Das Saab-Werk in Trollhättan (Archiv) © Sven Nackstrand/AFP/Getty Images

Ein chinesisch-japanischer Investor kauft den insolventen schwedischen Autohersteller Saab . Der Insolvenzverwalter des Unternehmens teilte am Mittwoch mit, er habe mit der extra für die Übernahme gegründeten Gesellschaft National Electric Vehicle Sweden (NEVS) einen Kaufvertrag unterzeichnet. Den Kaufpreis nannte er nicht.

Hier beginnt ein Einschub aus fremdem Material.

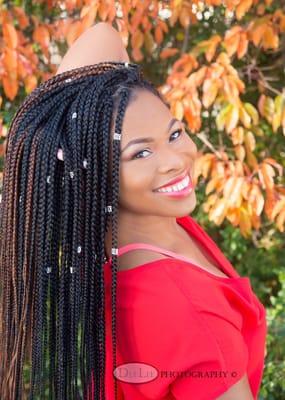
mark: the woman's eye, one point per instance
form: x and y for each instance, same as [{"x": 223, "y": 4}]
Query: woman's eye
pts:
[{"x": 135, "y": 156}]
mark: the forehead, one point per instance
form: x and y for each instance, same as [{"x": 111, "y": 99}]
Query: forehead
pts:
[{"x": 145, "y": 115}]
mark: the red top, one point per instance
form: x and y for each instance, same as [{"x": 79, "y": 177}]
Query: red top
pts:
[{"x": 176, "y": 316}]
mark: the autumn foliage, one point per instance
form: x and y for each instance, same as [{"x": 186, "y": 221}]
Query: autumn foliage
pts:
[{"x": 221, "y": 85}]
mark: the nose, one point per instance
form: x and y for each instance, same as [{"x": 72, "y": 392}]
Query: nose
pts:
[{"x": 172, "y": 160}]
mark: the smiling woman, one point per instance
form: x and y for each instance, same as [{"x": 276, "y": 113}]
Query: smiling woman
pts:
[{"x": 84, "y": 221}]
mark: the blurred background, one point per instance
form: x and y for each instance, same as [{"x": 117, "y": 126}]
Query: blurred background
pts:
[{"x": 221, "y": 67}]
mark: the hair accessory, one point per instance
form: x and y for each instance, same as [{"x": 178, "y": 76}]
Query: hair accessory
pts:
[
  {"x": 60, "y": 157},
  {"x": 108, "y": 209},
  {"x": 117, "y": 136},
  {"x": 115, "y": 251}
]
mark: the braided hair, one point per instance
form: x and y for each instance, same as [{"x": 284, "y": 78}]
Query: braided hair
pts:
[{"x": 53, "y": 220}]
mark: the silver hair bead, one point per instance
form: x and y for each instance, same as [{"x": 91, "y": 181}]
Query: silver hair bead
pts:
[
  {"x": 108, "y": 209},
  {"x": 115, "y": 251},
  {"x": 117, "y": 136}
]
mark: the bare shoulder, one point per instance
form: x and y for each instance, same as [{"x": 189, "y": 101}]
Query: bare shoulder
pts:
[
  {"x": 240, "y": 390},
  {"x": 135, "y": 258},
  {"x": 101, "y": 42}
]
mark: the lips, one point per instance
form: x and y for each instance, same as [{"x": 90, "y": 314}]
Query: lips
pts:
[{"x": 173, "y": 181}]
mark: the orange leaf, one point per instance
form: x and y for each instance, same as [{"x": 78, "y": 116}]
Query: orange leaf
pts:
[
  {"x": 137, "y": 39},
  {"x": 30, "y": 83},
  {"x": 158, "y": 34},
  {"x": 270, "y": 39},
  {"x": 22, "y": 17},
  {"x": 10, "y": 62},
  {"x": 210, "y": 91},
  {"x": 261, "y": 104},
  {"x": 243, "y": 45},
  {"x": 240, "y": 152},
  {"x": 10, "y": 87},
  {"x": 10, "y": 35},
  {"x": 256, "y": 199},
  {"x": 41, "y": 35},
  {"x": 242, "y": 8},
  {"x": 166, "y": 53},
  {"x": 280, "y": 221},
  {"x": 245, "y": 222},
  {"x": 231, "y": 44},
  {"x": 232, "y": 118},
  {"x": 267, "y": 173},
  {"x": 237, "y": 135}
]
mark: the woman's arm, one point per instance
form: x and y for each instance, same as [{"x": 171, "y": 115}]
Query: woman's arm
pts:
[
  {"x": 99, "y": 43},
  {"x": 241, "y": 390}
]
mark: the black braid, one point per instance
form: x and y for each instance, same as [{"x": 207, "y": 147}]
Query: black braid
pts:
[{"x": 52, "y": 230}]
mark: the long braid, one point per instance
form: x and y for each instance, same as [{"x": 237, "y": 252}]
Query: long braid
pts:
[{"x": 52, "y": 229}]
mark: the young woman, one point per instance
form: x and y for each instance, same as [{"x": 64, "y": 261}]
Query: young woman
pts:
[{"x": 109, "y": 289}]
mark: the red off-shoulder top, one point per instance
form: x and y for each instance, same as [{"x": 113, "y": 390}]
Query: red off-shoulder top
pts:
[{"x": 200, "y": 332}]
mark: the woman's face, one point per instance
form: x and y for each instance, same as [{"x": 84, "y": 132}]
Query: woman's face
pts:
[{"x": 144, "y": 167}]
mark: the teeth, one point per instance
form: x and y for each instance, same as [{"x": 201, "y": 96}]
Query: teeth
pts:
[{"x": 176, "y": 188}]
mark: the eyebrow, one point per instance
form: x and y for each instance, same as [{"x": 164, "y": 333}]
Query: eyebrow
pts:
[{"x": 150, "y": 139}]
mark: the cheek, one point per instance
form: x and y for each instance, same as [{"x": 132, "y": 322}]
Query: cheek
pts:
[{"x": 134, "y": 181}]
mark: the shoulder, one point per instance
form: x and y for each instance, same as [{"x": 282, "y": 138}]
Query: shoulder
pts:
[{"x": 136, "y": 258}]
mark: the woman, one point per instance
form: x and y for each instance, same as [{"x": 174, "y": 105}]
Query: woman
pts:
[{"x": 109, "y": 288}]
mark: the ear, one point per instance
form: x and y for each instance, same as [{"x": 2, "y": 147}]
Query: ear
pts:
[{"x": 96, "y": 44}]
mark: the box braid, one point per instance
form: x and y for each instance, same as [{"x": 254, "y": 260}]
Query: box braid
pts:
[{"x": 53, "y": 220}]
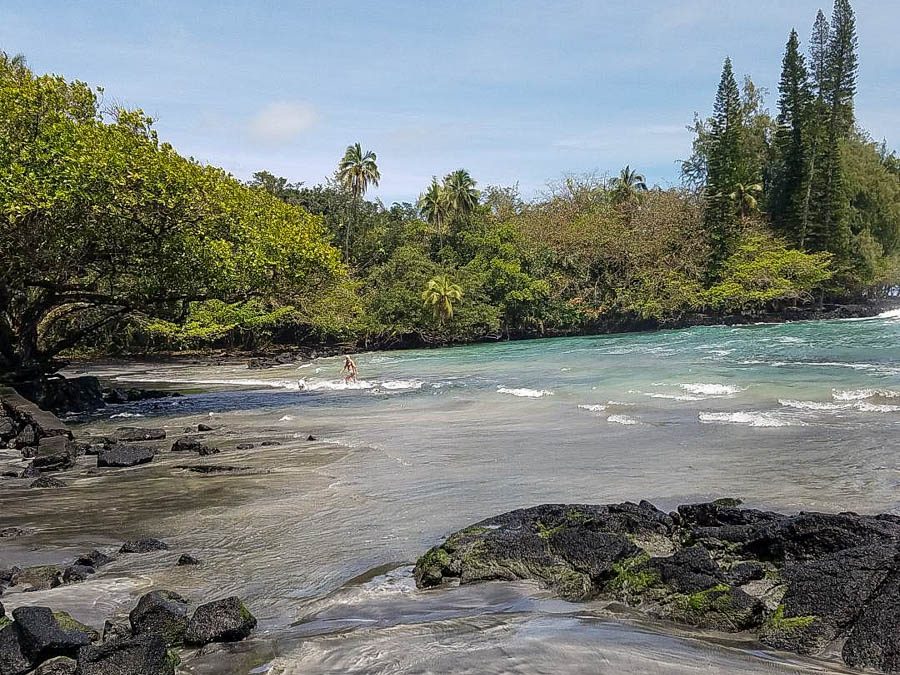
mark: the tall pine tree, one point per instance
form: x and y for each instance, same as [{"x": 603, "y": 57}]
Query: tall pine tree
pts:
[
  {"x": 724, "y": 167},
  {"x": 829, "y": 228},
  {"x": 793, "y": 147}
]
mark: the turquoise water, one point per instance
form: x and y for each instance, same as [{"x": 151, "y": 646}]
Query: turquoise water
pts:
[{"x": 793, "y": 416}]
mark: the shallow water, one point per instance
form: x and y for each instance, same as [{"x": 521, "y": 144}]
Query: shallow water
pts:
[{"x": 790, "y": 417}]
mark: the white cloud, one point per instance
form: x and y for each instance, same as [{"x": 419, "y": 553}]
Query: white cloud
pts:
[{"x": 281, "y": 122}]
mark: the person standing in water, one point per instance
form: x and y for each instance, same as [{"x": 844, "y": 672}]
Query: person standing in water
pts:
[{"x": 350, "y": 370}]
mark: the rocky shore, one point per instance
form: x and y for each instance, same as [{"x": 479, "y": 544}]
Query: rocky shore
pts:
[
  {"x": 812, "y": 583},
  {"x": 40, "y": 641}
]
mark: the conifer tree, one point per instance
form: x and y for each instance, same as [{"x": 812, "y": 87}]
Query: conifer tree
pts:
[
  {"x": 724, "y": 166},
  {"x": 829, "y": 228},
  {"x": 792, "y": 145}
]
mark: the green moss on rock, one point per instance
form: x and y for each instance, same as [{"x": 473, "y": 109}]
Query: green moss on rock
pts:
[
  {"x": 430, "y": 567},
  {"x": 631, "y": 577},
  {"x": 788, "y": 624},
  {"x": 68, "y": 623}
]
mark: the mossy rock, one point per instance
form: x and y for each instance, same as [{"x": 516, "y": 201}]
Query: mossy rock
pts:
[
  {"x": 430, "y": 568},
  {"x": 68, "y": 624},
  {"x": 796, "y": 633},
  {"x": 721, "y": 607},
  {"x": 632, "y": 578}
]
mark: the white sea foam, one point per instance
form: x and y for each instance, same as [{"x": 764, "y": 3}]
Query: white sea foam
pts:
[
  {"x": 524, "y": 393},
  {"x": 813, "y": 405},
  {"x": 847, "y": 404},
  {"x": 865, "y": 406},
  {"x": 862, "y": 394},
  {"x": 622, "y": 419},
  {"x": 335, "y": 385},
  {"x": 701, "y": 389},
  {"x": 676, "y": 397},
  {"x": 750, "y": 419},
  {"x": 394, "y": 385}
]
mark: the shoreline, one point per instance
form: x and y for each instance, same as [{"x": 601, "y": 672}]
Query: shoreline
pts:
[{"x": 281, "y": 353}]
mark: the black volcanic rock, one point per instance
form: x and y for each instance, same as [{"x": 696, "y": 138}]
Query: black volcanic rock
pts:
[{"x": 807, "y": 583}]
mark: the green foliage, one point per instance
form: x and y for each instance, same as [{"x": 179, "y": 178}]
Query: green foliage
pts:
[
  {"x": 440, "y": 293},
  {"x": 632, "y": 576},
  {"x": 111, "y": 239},
  {"x": 779, "y": 622},
  {"x": 763, "y": 271},
  {"x": 727, "y": 167},
  {"x": 100, "y": 219}
]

NEVS will nun nach eigenen Angaben am Saab-Standort in Trollhättan Elektroautos entwickeln. Nutzen will die Firma dazu japanische Technologie. Das erste Modell, das auf dem Saab 9-3 basiere, werde Ende 2013 oder Anfang 2014 auf den Markt kommen und werde für den chinesischen Markt konzipiert. "NEVS hat das Ziel, zu einem führenden Hersteller von Elektrofahrzeugen zu werden", teilte das Unternehmen mit. Es wurde von dem auf alternative Energien spezialisierten Unternehmen National Modern Energy Holdings aus Hongkong und der japanischen Investmentfirma Sun Investment gegründet. Demnach halten die Chinesen 51 Prozent und die Japaner 49 Prozent an NEVS.

Schwedens Industrieministerin Annie Lööf begrüßte die Rettung von Saab. "Das ist eine positive Entscheidung für die schwedische Autoindustrie und für die Region", erklärte sie. Die Gewerkschaft IF Metall, bei der ein Großteil der Saab-Beschäftigten organisiert ist, lobte den "innovativen" Geist der neuen Eigentümer des Autobauers.

Saab hatte im vergangenen Dezember nach mehreren Monaten ohne Produktion und Einnahmen Insolvenz beantragt . Der Verkauf an einen rein chinesischen Investor war am Widerstand des früheren Saab-Eigentümers General Motors gescheitert . Der US-Autobauer hatte die Übertragung von Patenten verweigert. General Motors fürchtete bei einem Einstieg der Geldgeber um seine eigenen Chancen auf dem boomenden Markt in China .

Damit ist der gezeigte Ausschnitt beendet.